In a response that proved highly successful, Fidel Castro promoted food self-sufficiency through local production. City governments mapped their open-land and some brownfield areas, turning them over for the entrepreneurial development of urban and suburban farms. Departing from communist economic practice, the farms, and small, intensive backyard gardens as well, could follow market principles of freely selling their produce and crops. Born of necessity, the island’s new, ecological farming plan followed the motto “Work within our own means and domestic wealth.” Local production would also obviate much of the costly and oil-dependent transport of food.

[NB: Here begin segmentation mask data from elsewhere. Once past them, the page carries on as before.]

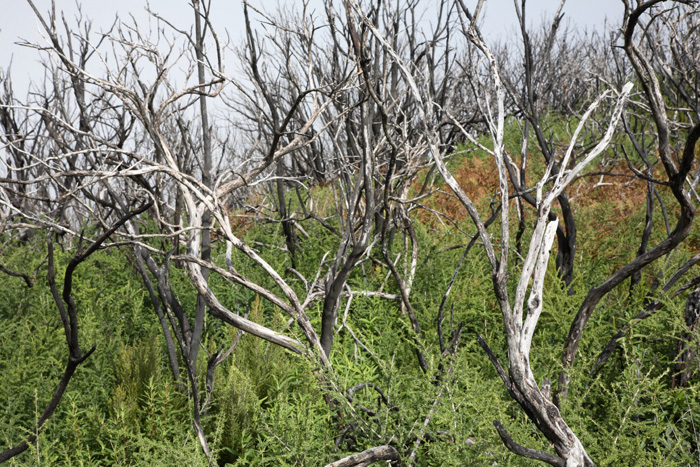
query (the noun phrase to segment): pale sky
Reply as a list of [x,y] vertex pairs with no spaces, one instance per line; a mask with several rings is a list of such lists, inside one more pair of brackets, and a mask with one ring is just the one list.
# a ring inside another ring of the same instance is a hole
[[[63,11],[69,24],[77,14],[76,1],[57,0],[56,9]],[[129,14],[134,15],[138,22],[148,21],[144,0],[92,0],[82,1],[83,15],[93,20],[93,31],[106,30],[114,21],[115,15],[128,20]],[[189,29],[193,24],[192,11],[187,0],[151,0],[151,9],[160,13],[169,21]],[[251,4],[261,8],[274,10],[276,5],[293,5],[293,0],[258,0]],[[300,2],[298,2],[300,3]],[[46,12],[50,8],[50,0],[35,0],[37,8]],[[430,5],[430,1],[425,2]],[[467,0],[468,6],[476,4],[475,0]],[[543,15],[550,17],[554,14],[559,0],[530,0],[527,17],[529,23],[539,24]],[[12,60],[12,78],[16,91],[22,94],[31,79],[39,79],[43,70],[39,65],[40,54],[36,50],[27,49],[16,43],[22,39],[31,42],[44,43],[37,21],[29,5],[22,0],[0,0],[0,68],[6,69]],[[322,2],[311,0],[311,9],[318,9],[318,15],[323,15]],[[243,29],[243,9],[238,0],[212,0],[212,22],[218,34],[224,36],[228,32],[233,40],[237,40]],[[602,29],[607,20],[619,24],[622,17],[623,5],[615,0],[568,0],[564,6],[565,21],[583,29]],[[507,38],[515,27],[515,10],[512,0],[487,0],[486,16],[483,32],[487,38]]]

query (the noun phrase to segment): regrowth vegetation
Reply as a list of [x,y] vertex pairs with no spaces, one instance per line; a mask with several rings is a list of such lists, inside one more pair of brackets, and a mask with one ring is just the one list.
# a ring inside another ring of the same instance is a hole
[[229,44],[29,1],[0,462],[696,463],[698,5],[492,44],[484,3],[243,2]]

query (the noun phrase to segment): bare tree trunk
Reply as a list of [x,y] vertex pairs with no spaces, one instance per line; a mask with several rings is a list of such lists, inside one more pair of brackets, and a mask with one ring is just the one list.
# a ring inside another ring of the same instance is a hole
[[[199,84],[204,86],[207,83],[204,69],[204,35],[205,30],[202,29],[201,17],[206,18],[206,13],[200,10],[199,0],[193,0],[194,9],[194,24],[195,24],[195,52],[197,56],[197,77]],[[212,188],[212,155],[211,155],[211,128],[209,126],[209,114],[207,112],[207,97],[204,89],[199,95],[199,112],[202,125],[202,183],[207,188]],[[211,212],[206,209],[202,215],[202,260],[211,260]],[[204,280],[209,279],[209,269],[202,268],[202,276]],[[197,308],[195,311],[194,326],[192,329],[192,341],[190,342],[190,359],[191,365],[196,372],[197,354],[199,352],[199,343],[202,338],[202,328],[204,327],[204,316],[206,314],[206,303],[201,296],[197,297]],[[196,374],[196,373],[195,373]],[[195,377],[196,379],[196,377]],[[196,388],[193,388],[196,390]]]
[[[651,172],[651,167],[649,168]],[[647,196],[646,196],[646,218],[644,221],[644,230],[642,232],[642,240],[639,242],[639,249],[637,250],[637,257],[643,255],[647,252],[647,247],[649,246],[649,239],[651,238],[651,229],[653,227],[654,221],[654,184],[649,181],[647,182]],[[642,272],[637,271],[632,274],[630,279],[630,292],[639,284],[642,280]]]
[[289,214],[287,212],[287,197],[286,189],[284,186],[284,164],[280,160],[277,163],[277,180],[275,181],[275,186],[277,188],[277,210],[279,212],[280,220],[282,221],[282,232],[284,233],[284,241],[287,245],[287,250],[292,260],[292,267],[297,268],[297,236],[294,233],[294,222],[289,219]]
[[173,341],[173,335],[170,332],[170,325],[168,324],[168,319],[165,317],[163,312],[163,307],[161,306],[161,301],[156,295],[156,291],[151,283],[151,278],[148,276],[148,271],[145,264],[143,263],[143,252],[140,246],[134,247],[134,256],[136,257],[136,268],[141,275],[141,280],[148,291],[148,296],[151,299],[151,305],[158,316],[158,322],[160,323],[160,329],[163,332],[163,338],[165,339],[165,347],[168,352],[168,362],[170,363],[170,371],[173,375],[173,381],[177,384],[178,389],[184,392],[182,386],[182,379],[180,377],[180,364],[177,361],[177,348],[175,347],[175,342]]
[[688,331],[684,332],[678,341],[678,362],[675,365],[675,374],[671,382],[673,388],[688,386],[690,378],[698,373],[698,324],[700,324],[700,287],[688,294],[685,305],[685,325]]

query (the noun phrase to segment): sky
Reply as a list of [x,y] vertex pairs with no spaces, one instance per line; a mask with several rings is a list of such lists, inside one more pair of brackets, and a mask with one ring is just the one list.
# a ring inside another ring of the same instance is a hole
[[[278,4],[293,5],[299,0],[251,0],[251,5],[274,10]],[[340,0],[338,0],[340,3]],[[34,0],[42,13],[50,8],[50,0]],[[56,9],[63,11],[67,19],[77,15],[75,0],[56,0]],[[83,16],[93,20],[93,30],[108,29],[116,15],[127,20],[133,15],[137,22],[147,22],[148,15],[145,0],[91,0],[82,1]],[[187,0],[150,0],[152,10],[183,29],[189,29],[192,11]],[[426,4],[430,4],[430,0]],[[473,7],[476,0],[466,0],[468,7]],[[238,40],[243,31],[242,3],[239,0],[212,0],[212,22],[218,34],[230,35]],[[311,0],[311,9],[316,8],[322,15],[321,0]],[[530,23],[539,24],[547,14],[554,14],[559,0],[530,0],[527,15]],[[28,3],[23,0],[0,0],[0,68],[6,69],[12,63],[12,80],[15,90],[20,94],[27,88],[30,80],[43,76],[40,54],[17,44],[22,39],[35,43],[44,43],[40,27]],[[606,18],[612,24],[619,24],[622,17],[622,2],[615,0],[568,0],[564,6],[565,21],[572,26],[583,29],[602,28]],[[72,21],[69,21],[71,23]],[[507,39],[515,31],[515,10],[512,0],[487,0],[482,32],[487,39]]]

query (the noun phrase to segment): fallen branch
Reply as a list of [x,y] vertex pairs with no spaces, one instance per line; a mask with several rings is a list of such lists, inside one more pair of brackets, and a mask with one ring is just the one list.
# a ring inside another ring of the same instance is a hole
[[326,465],[326,467],[363,467],[379,461],[398,460],[400,460],[398,451],[391,446],[384,445],[375,446],[362,451],[359,454],[343,457],[340,460],[331,462],[330,464]]

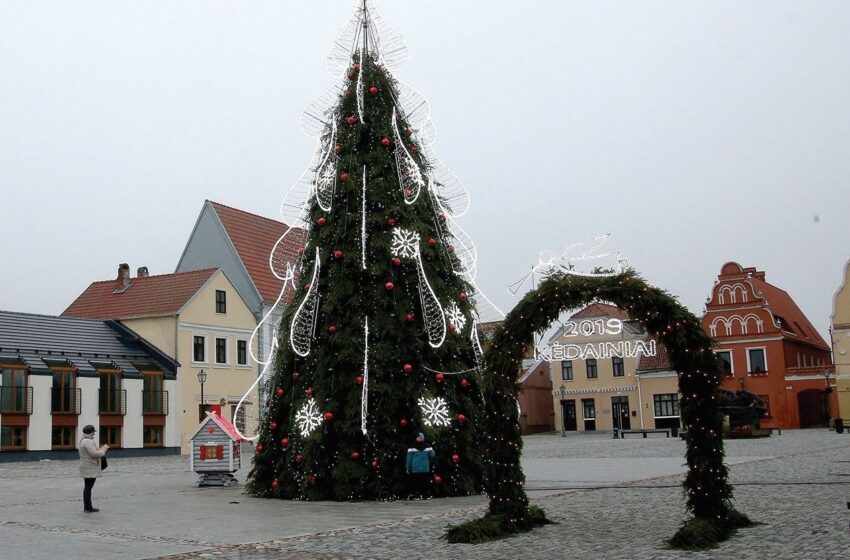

This prompt and foresighted move in response to foreign political-economic developments averted a food crisis in Cuba. It also, apparently, within the short span of less than two decades, made the country a model of sustainable agriculture, so recognized by the World Food Organization in 2002 and being emulated in other major cities, Karachi, Hong Kong, Shanghai among them. One notes that every Cuban child has entitlement to a liter of milk every day, free from the state, and that malnourishment affects less than 2.5 percent of the country‘s population.
Whatever its other policies, hand it to Cuba on smart, sustainable agriculture. Its policy of maintaining farmland, supporting small farms and growing food where it is most needed, in and near cities, and of an agriculture system minimally dependent on the corporate chemical, oil and transportation industries we might learn from to our profit.